Há perigos que estão além de nossa capacidade de superação. Geralmente os traçadores de percurso evitam os locais de risco, como aconteceu ali, mas cabe a cada orientista ter cautela e evitar colocar-se em situação perigosa. Em 2016 tivemos outro acidente fatal com o veterano Itamar Torrezam, que desviou um pouco da rota, e quando atravessava uma área de vegetação mais densa caiu de um penhasco com mais de vinte metros de altura.
Outro risco são as doenças transmitidas por carrapatos.
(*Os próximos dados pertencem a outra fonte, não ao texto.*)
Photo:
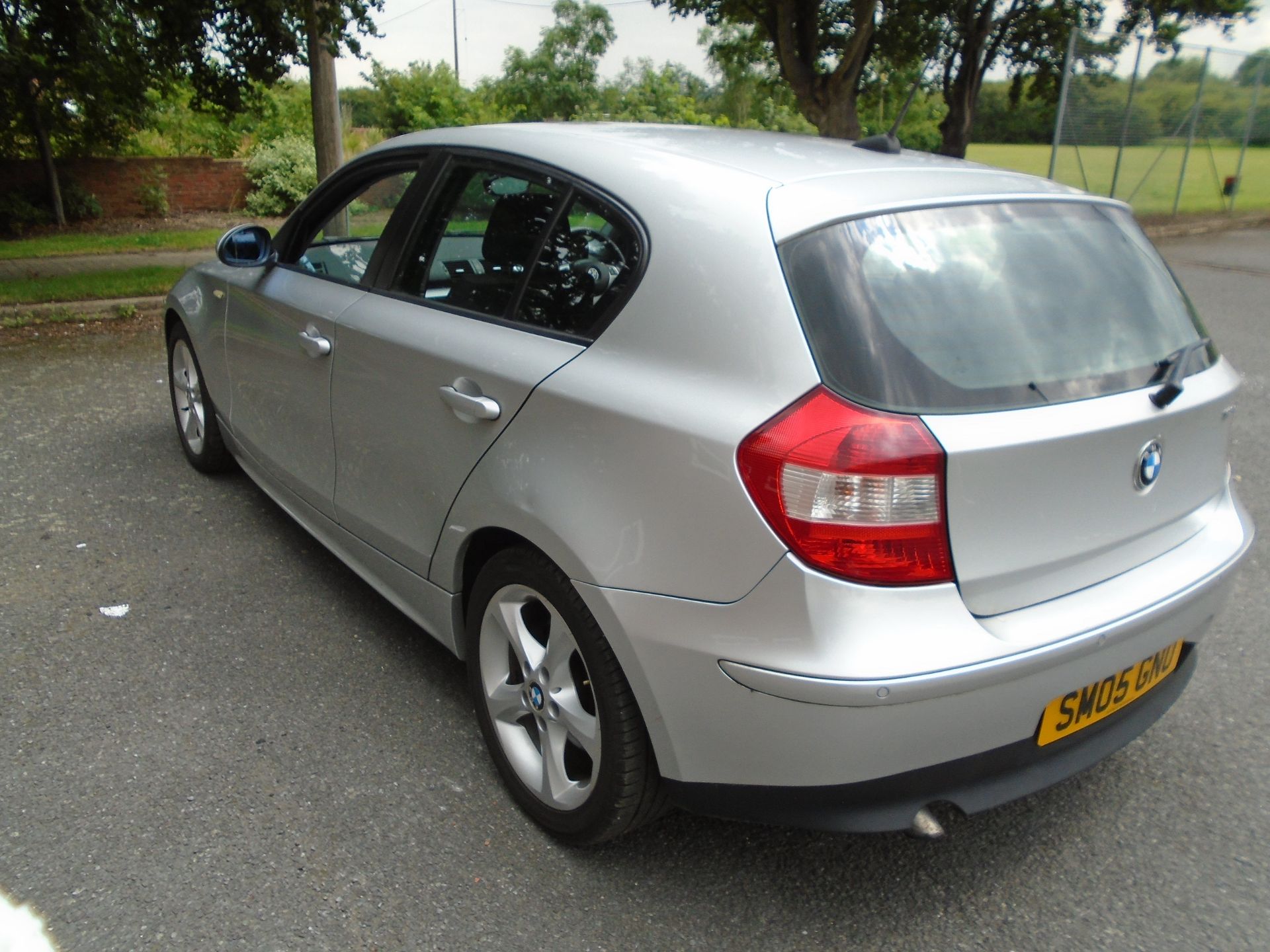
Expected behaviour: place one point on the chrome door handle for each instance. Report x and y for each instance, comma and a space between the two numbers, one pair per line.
314, 343
479, 408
O sueco Arto Rautiainen, depois que parou de competir na Elite, continuou envolvido com seu clube de orientação, até que morreu inesperadamente aos 36 anos de idade, durante um treinamento, sem motivo confirmado. Outras mortes misteriosas ocorreram com alguns orientistas da Europa, sem nenhuma causa ter sido encontrada, após efetuados os exames. Suspeita-se de encefalite transmitida por carrapatos, doença para a qual o governo sueco desenvolveu recentemente uma vacina que pode proteger. Às vezes as pessoas infectadas confundem os sintomas como a febre, com os de uma virose comum, mas o caso pode ser mais perigoso se não diagnosticado corretamente. No Brasil temos um risco semelhante de contrair a febre maculosa, doença semelhante à descrita acima, que já teve casos fatais entre pescadores, que contraíram a doença em locais onde havia capivaras.
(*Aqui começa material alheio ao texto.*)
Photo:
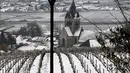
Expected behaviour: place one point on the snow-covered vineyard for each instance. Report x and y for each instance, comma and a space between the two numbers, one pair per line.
64, 62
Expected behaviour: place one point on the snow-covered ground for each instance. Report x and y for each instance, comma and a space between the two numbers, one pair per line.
66, 64
80, 64
77, 64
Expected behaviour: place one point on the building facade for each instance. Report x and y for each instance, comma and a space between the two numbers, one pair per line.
71, 31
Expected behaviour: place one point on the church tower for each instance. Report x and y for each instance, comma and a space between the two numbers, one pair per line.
72, 18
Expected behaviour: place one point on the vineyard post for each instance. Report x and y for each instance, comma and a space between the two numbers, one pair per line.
103, 71
96, 63
99, 68
107, 64
5, 69
93, 58
100, 56
87, 68
51, 2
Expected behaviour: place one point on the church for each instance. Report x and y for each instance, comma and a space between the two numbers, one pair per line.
71, 31
72, 34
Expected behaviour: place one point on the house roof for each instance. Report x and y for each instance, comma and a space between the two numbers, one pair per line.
68, 30
86, 34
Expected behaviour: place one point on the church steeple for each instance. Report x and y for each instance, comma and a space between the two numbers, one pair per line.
72, 9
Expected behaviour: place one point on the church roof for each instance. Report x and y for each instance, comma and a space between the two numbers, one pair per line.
86, 35
68, 30
77, 32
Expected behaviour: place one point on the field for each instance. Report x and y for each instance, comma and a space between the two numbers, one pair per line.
96, 16
64, 62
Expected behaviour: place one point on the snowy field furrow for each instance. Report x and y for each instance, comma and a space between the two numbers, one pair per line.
66, 64
78, 66
24, 67
111, 66
57, 67
35, 65
13, 70
100, 66
46, 64
88, 65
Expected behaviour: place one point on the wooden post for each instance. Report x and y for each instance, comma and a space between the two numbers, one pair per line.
51, 2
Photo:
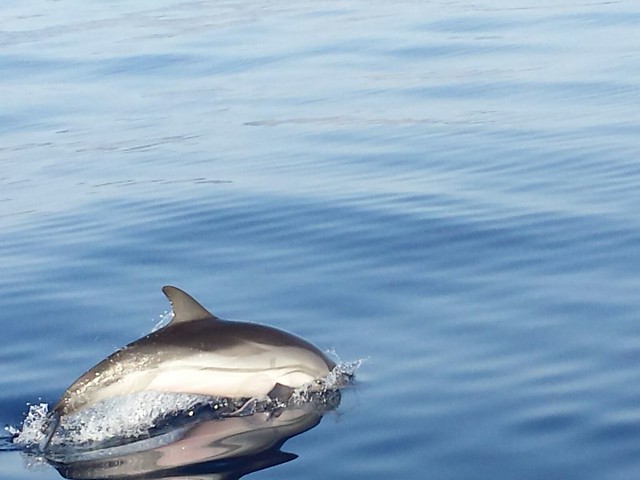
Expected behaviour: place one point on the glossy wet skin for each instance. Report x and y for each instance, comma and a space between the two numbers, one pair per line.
200, 354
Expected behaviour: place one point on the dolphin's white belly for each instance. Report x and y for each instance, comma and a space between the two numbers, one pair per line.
223, 374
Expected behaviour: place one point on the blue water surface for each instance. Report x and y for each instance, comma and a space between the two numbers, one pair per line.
448, 189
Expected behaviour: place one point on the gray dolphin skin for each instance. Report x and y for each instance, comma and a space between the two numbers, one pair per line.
199, 353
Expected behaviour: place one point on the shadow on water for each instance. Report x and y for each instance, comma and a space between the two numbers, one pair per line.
222, 448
E temos os riscos das doenças transmitidas por mosquitos, como a febre amarela. Os militares já costumam tomar as vacinas necessárias, e da mesma maneira os orientistas devem procurar as vacinas disponíveis para as doenças ligadas a áreas rurais e de floresta.
Casos fatais ocorrem em vários esportes, o nosso é um que teve poucos, mas vários acidentes menos graves podem ocorrer se não prestarmos atenção, assim devemos tomar os cuidados adequados em locais naturais que oferecem perigos potenciais.